Cette fin de semaine a été riche en événements dont deux sont à retenir particulièrement et à méditer pour en raisonner les effets et les causes. Il s’agit du discours du président de la République, à l’occasion de la Journée du savoir, et de l’acte terroriste perpétré, une quarantaine d’heures après, contre les forces de l’ordre à un croisement routier d’important trafic, non sans lien avec le secteur du tourisme.
Il y a tout lieu de croire que la relation de cause à effet entre les deux événements n’est pas à exclure. En effet, le discours du président a souligné, avec une fermeté et une foi qui semblent rompre avec la tradition du « dire pour dire », celle-ci ne souciant guère de la sagesse « Dire, c’est faire ». Or, dans l’état actuel où se trouve notre Etat, on est certes en droit de se demander jusqu’à quel point « dire » peut valoir pour « faire », mais l’essentiel cette fois, c’est qu’une note de sincérité était perceptible dans le discours présidentiel dont deux points importants seraient à retenir essentiellement. Il y a d’abord la démocratisation de l’enseignement, ensuite la réforme de cet enseignement de manière à y apporter une vraie révolution culturelle, à laquelle contribuerait l’enseignement de la philosophie aux enfants, et qui serait à même d’endiguer les effets divers et pervers de l’obscurantisme et du suivisme aveugle, notamment le terrorisme. On saisit déjà le lien, j’espère, entre les deux événements considérés surtout que le président de la République a insisté sur l’obligation d’aller au-delà des agents visibles du terrorisme, les marionnettes manipulées, pour atteindre les commanditaires et les mobilisateurs.

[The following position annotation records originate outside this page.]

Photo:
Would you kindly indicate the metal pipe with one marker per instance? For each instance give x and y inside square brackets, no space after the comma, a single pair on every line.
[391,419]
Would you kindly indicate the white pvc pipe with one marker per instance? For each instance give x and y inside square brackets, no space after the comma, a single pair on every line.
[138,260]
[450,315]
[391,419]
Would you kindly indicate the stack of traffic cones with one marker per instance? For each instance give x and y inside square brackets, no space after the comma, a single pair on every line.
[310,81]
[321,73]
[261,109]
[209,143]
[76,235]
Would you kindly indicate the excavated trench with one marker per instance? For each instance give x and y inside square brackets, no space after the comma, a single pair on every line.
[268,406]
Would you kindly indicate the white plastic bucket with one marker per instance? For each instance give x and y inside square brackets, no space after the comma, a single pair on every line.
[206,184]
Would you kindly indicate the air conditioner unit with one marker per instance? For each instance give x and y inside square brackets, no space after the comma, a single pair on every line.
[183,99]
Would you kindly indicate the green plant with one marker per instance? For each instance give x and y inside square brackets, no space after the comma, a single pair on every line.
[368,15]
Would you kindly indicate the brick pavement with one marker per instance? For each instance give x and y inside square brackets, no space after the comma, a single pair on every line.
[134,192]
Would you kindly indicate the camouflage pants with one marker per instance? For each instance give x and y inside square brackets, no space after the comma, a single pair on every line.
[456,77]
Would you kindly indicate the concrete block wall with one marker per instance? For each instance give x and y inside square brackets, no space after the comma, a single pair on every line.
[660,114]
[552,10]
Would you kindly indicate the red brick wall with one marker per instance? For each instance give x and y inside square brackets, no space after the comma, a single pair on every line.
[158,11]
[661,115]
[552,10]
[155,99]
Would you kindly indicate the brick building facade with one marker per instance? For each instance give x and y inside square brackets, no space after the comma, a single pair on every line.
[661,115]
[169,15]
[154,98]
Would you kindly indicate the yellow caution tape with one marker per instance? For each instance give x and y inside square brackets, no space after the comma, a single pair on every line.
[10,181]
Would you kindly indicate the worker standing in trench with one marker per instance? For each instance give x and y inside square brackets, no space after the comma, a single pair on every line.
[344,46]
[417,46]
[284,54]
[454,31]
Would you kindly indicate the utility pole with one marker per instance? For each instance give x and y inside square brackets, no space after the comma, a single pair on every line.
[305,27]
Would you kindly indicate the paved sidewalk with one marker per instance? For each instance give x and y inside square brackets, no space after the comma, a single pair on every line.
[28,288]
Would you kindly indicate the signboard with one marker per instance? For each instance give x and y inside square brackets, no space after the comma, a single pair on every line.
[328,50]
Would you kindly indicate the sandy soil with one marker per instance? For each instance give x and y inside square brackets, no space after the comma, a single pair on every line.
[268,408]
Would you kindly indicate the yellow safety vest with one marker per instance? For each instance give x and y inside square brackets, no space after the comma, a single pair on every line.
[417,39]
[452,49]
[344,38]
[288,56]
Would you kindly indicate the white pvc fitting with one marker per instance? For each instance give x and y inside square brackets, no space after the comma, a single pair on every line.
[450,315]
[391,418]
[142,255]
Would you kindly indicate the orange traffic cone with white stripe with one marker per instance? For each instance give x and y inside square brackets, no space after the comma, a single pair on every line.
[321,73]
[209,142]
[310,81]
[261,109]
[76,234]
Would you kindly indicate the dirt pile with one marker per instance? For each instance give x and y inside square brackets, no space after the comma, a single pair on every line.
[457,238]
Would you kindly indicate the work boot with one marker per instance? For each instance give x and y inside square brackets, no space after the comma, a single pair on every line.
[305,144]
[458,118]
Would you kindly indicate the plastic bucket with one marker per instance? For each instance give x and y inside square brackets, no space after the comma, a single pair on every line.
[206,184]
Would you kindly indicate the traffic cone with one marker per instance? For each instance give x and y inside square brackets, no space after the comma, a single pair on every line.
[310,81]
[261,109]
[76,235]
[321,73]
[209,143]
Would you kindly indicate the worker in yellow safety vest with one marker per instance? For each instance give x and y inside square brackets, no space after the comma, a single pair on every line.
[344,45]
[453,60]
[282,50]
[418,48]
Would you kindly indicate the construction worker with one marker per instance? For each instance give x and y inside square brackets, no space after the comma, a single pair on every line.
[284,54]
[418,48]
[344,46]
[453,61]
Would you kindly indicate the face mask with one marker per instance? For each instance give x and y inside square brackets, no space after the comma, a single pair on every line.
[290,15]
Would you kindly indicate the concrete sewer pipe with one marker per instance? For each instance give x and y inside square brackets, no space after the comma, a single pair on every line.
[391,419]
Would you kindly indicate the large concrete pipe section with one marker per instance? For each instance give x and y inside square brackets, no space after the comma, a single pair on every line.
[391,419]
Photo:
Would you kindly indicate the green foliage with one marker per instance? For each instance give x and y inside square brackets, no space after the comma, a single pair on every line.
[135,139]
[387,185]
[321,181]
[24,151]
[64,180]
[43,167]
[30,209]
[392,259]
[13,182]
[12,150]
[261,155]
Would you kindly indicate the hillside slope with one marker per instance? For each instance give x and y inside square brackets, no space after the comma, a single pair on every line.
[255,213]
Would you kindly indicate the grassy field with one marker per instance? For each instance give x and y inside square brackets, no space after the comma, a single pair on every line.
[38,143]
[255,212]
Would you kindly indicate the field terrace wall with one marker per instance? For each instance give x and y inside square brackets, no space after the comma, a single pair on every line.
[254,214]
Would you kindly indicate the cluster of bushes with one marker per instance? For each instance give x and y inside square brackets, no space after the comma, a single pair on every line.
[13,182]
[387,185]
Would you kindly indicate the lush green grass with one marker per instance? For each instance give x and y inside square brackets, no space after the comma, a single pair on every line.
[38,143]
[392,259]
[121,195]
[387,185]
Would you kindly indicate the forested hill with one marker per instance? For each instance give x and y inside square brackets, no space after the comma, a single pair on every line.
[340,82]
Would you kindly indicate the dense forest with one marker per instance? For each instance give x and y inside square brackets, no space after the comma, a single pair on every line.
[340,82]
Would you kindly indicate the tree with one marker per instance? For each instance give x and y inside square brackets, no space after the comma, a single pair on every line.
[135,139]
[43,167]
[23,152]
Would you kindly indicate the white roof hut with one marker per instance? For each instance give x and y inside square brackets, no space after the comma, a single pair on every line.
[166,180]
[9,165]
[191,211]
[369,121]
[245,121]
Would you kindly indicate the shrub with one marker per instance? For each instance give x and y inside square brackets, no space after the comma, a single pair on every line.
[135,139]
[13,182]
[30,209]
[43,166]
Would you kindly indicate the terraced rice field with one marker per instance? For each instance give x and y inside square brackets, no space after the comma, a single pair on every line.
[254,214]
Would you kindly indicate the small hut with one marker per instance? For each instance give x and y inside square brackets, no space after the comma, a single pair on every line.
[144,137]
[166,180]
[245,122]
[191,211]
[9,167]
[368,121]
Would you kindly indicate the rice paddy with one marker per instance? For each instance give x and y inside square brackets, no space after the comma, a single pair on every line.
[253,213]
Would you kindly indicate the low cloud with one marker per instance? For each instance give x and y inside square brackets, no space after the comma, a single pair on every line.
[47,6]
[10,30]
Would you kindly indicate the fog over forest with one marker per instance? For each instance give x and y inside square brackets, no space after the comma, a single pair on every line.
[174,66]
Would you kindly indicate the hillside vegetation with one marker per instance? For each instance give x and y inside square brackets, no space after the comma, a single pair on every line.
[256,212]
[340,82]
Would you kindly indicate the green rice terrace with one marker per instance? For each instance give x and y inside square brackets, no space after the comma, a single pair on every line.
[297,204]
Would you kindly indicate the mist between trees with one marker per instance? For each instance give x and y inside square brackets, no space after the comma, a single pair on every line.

On comprend donc que le pari et le défi sont d’ordre culturel large, passant d’abord par la famille et l’école comme deux terrains d’apprentissage et de mise en pratique de l’intelligence et de la démocratie. Là interviendrait, à mon sens, ce qu’on entendrait par l’enseignement de la philosophie aux enfants, car comment oublier, à ce propos, le rôle joué, dans notre pays entre 1975 et1985, par les classes de philosophie dans l’implantation et l’ancrage de l’obscurantisme et du fanatisme chez plusieurs lycéens ?
Sans doute importe-t-il de rappeler que l’enseignement de la philosophie aux enfants est une idée et une revendication anciennes, qu’on pourrait faire remonter au clivage peu souligné encore entre Socrate et Platon, mais surtout à Montaigne. Mais pour nos temps modernes, elle remonterait à la première publication de Matthew Lipman (La Découverte de Harry Stottlemeier, Paris, J. Vrin, 1978. En fait la première parution en aux USA date de 1974), qui est considéré comme l’initiateur de cette démarche se situant à la rencontre de la philosophie, de la pédagogie et des sciences de l’éducation. L’Unesco n’a pas tardé à adopter l’orientation et son rapport de 2007 sur « La Philosophie, école de liberté » est un document précieux en la matière. Elle a d’ailleurs auparavant publié en 2005 l’opuscule De la philosophie populaire? Ville et philosophie; Art et esthétique.
Nous voici donc sentir le besoin de cette façon de voir presque un demi-siècle plus tard, mais mieux vaut tard que jamais. Nous avons, de notre côté, chatouillé la question, depuis 2012 au moins, par le biais d’un nouveau concept, la Nouvelle Brachylogie, inspiré de la pensée de Socrate (Des journées d’étude ont été consacrées à la question). Certains collègues des départements de philosophie se sont mobilisés aussi pour une sensibilisation et même une revendication à cet objet. Or cette tâche n’est pas sectorielle, elle est transversale de toute action sociétale, notamment d’ordre intellectuel, pédagogique et culturel.
Toutefois, une remarque fondamentale s’impose à ce propos. La dynamique souhaitée s’inscrit forcément dans la perspective d’un idéal principal, celui de « la philosophie pour tous ». A cet effet, il faudrait que certains « enseignants de philosophie » descendent de leur piédestal hautain et égotiste, pour s’installer et agir, en toute humilité, au niveau du commun des gens et pour donner la preuve que la philosophie n’est pas simplement un savoir (d’ailleurs désormais facilement accessible), mais une intelligence du savoir et de l’existence, intelligence à s’auto-perfectionner au contact et à la conversation avec l’Autre, sans discrimination préalable. Voilà pourquoi nous avons parlé d’une révolution culturelle et pédagogique !
Ainsi la philosophie deviendra une école de l’esprit critique et d’abord de l’autocritique, donc de la relativisation des vérités, et par conséquent une école de la liberté et de la démocratie.